Uncertainty over long-term effects of the OPEC deal remained, but there was some immediate relief in the Norway’s biggest industry, oil and offshore. Newspaper Dagens Næringsliv (DN) was reporting how share prices traded in Oslo jumped within minutes after the exchange opened, with the index rising 1.9 percent to just over 620. Statoil shares were up 5.4 percent, to NOK 132.10.
The price of a barrel of North Sea crude jumped 6 percent during the night, to around USD 49. Norwegian-controlled oil rig company Seadrill spiked 19.7 in trading in the US and shot up 18.4 percent (to NOK 18.21) in Oslo when trading opened.
The value of Norway’s currency, the krone, was also expected to rise but there was no immediate or dramatic increase.
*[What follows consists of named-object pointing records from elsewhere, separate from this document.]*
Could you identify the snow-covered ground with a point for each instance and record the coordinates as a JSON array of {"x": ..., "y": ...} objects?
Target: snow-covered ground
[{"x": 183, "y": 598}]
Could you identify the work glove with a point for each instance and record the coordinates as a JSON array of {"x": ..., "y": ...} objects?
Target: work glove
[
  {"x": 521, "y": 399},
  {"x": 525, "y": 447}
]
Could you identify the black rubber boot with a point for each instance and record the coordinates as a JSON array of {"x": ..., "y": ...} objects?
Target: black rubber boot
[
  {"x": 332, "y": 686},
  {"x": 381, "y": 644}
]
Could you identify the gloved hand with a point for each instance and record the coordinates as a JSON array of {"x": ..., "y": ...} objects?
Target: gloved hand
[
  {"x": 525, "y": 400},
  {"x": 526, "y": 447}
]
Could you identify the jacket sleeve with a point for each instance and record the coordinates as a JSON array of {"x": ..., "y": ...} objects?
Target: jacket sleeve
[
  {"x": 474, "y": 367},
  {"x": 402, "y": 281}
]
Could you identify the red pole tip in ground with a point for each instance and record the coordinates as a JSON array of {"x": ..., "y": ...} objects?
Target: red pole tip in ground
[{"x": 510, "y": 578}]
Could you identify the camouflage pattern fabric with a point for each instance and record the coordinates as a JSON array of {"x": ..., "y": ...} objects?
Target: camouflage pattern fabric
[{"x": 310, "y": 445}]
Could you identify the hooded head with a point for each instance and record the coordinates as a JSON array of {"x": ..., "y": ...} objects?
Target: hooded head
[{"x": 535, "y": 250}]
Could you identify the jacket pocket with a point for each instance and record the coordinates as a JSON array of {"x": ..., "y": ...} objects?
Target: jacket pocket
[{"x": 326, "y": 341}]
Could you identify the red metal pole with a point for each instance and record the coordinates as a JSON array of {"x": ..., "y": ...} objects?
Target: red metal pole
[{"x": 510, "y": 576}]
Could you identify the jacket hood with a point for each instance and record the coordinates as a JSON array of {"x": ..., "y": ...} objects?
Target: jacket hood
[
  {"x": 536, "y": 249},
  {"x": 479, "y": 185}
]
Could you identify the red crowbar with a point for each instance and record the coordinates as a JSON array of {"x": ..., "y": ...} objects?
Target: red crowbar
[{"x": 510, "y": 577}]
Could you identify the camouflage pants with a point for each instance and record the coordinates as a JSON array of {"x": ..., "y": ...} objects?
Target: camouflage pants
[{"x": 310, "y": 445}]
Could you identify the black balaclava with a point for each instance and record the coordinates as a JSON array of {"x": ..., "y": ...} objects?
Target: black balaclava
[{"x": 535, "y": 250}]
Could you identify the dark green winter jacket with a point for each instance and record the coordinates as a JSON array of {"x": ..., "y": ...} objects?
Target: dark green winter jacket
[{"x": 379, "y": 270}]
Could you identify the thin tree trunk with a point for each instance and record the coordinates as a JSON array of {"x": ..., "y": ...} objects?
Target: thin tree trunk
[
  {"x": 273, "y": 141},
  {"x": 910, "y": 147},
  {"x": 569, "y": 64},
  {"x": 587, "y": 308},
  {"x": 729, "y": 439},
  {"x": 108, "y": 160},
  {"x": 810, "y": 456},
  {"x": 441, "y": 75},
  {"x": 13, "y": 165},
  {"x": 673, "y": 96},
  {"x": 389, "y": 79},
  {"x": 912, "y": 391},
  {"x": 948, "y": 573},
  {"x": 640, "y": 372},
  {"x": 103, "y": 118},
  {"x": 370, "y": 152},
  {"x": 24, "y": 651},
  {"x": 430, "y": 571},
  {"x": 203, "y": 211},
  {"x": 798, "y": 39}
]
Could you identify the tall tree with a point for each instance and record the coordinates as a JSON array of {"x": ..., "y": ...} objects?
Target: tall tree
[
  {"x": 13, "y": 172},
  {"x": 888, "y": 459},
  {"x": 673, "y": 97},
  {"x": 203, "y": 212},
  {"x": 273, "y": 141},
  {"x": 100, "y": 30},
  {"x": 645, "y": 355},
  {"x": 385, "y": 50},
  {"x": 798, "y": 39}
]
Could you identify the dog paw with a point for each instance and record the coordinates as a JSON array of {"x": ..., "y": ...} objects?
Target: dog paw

The krone strengthened somewhat last week after Norway’s central bank opted against cutting interest rates and indicated rates would remain at around 0.5 percent for quite awhile. After trading at around NOK 8.30 to the US dollar, it was costing around NOK 8.15 to buy a dollar earlier this week. By mid-morning Thursday, many hours after the OPEC agreement to cut its oil supply to boost demand and prices, a dollar cost NOK 8.05.
Analysts were quick to note that uncertainty continues to plague the oil markets. They warned against too much investor optimism after Reuters reported Wednesday night that OPEC would cut its own production by up to 750,000 barrels a day. “It’s a surprise that they managed to do this,” exclaimed Thina Saltvedt, senior oil analyst at Nordea Markets, to DN. “This will restore some balance in the oil market and that’s what the market has been waiting for.”
Saltvedt still thinks, however, that the production cut isn’t large enough to actually “re-balance” the market, between costs and revenues, and she doesn’t think oil prices will really take off. She thinks there’s still too much oil in the market to push prices much higher.
“It will take a cut of a million barrels to really reduce the enormous amounts of oil in storage,” Saltvedt told DN. “One thing is to balance supply and demand, but there’s been an extreme build-up of oil in storage.”
Thorbjørn Kjus, an oil analyst at Norway’s biggest bank, DNB, has also spoken of “extreme uncertainty” in the markets, noting how Iran has increased production since the last OPEC meeting and that both Iran and Saudi Arabia are unpredictable arch-rivals. Other major banks and investors called OPEC’s agreement “unclear” and “vague,” with DN reporting that investment bank Goldman Sachs was predicting oil prices will fall again in the fourth quarter.